Por Marisol Ramírez
mramirez@uhora.com.py
A la par que avanza la tecnología y medios de comunicación, también crece la circulación de textos sobre cómo mejorar la calidad de vida desde la introspección. Para muchos, estas fórmulas y soluciones se encuentran en los libros de autoayuda, que se convirtieron en un fenómeno de ventas en librerías, en las últimas dos décadas.
“El ser humano busca siempre un referente externo de lo que le pasa. El libro de autoayuda es una producción cultural, y si está bien escrito es de mucha utilidad, porque instruye, orienta, hace compañía”, reflexiona el psiquiatra y psicoanalista Humberto Gobbi (Clarin.com).
Para Emigdio Arce (profearce.com), conferencista de temas sobre el poder de la mente este tipo de lectura “abre la mente a la información precisa para el cambio. Es un gran antídoto contra la ignorancia y el ego, que en general son los que nos hacen decir que algo no se puede hacer, por prejuicio”.
Arce considera que los libros de autoayuda rompen paradigmas y además, colocan al alcance de cualquier persona, “las herramientas que ya están en ellas mismas, y su lectura las hace más visibles. La potencialidad de ser y hacer están siempre presentes en todos, pero a veces la mente está cerrada e impide ver, por eso se sufre, por ignorar cómo se puede salir adelante”.
Arce explica que la diferencia entre un libro científico y un libro de autoayuda está simplemente en qué estudia cada uno. “El de ciencia estudia la estructura externa y el otro la interna del ser humano.
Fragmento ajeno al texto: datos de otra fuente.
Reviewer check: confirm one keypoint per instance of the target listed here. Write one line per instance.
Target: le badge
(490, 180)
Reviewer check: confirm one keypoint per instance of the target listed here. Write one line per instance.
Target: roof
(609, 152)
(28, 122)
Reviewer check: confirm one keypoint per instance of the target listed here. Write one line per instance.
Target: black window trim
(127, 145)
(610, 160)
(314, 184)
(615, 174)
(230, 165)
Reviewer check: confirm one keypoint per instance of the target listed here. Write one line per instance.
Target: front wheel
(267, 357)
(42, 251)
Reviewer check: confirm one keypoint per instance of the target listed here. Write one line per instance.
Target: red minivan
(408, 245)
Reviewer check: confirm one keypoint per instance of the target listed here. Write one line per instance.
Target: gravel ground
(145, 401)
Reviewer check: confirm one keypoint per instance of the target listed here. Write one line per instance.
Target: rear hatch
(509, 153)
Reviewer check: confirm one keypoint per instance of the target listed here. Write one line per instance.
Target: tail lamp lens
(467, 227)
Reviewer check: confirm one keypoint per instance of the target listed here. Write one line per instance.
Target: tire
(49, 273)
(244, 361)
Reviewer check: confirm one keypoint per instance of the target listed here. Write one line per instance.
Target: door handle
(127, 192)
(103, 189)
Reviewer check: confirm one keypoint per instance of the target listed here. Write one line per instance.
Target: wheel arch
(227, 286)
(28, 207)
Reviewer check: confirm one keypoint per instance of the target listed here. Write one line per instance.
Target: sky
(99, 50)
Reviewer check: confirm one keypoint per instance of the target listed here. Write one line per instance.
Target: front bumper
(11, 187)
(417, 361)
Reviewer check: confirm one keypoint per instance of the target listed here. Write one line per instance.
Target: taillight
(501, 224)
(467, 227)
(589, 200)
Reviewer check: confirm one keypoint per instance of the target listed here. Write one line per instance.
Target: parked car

El libro de autoayuda te muestra lo que sos en tu interior, invita a hacer una introspección intelectual”, dice.
Entre los que señala como los más reconocidos de una larga lista de títulos vendidos del género señala, El poder infinito de la mente, de Lauro Trevisan. “El único libro en el Paraguay que tuvo 4 ediciones (en la década de 1990)”, Metafisica 4 en 1, de Conny Méndez, Dios me habló, de Eileen Caddy, Padre Rico Padre Pobre, de Robert Kiyosaki y Juan Salvador Gaviota, Richard Bach.
SON RESPUESTAS. Para la terapeuta Diana Lima, sicóloga, máster y trainer en PNL, a través de la lectura de libros de autoayuda la persona da un primer paso de aceptación acerca de que algo no está bien en su vida. “La comunicación escrita tanto en libros, notas, o comentarios (como en redes) es hoy moneda corriente para encontrar respuestas a lo que ocurre en la persona, en sus pensamientos, emociones, sensaciones o sentimientos. Esta comunicación se encarga de decir; hacé esto o dejá de hacer aquello”, aclara.
Para la profesional, estos materiales son la oportunidad de consumir lectura distinta a la tragedia, el drama y la sátira, “aprenden también así a cómo pensar, hablar, emocionarse para vivir mejor. Si a esto acompaña una observación clínica, a cargo de un terapeuta, y se acepta su intervención apropiada, el resultado será aún mejor para el usuario”, agrega.
VISIÓN DE EDITOR. A su vez, el editor Pablo Burián, director de El Lector, cuenta que los libros de autoayuda conforman un gran porcentaje en librerías de todo el mundo. “En El Lector, diría que tenemos un 30% entre todas las opciones a la venta. Hay muchos autores y tipos de libros de autoayuda, y todos se venden muy bien. En esta literatura se encuentran respuestas que ya están en uno mismo, y estos materiales ayudan a llegar a ellas, pero se debe practicar”, sostiene.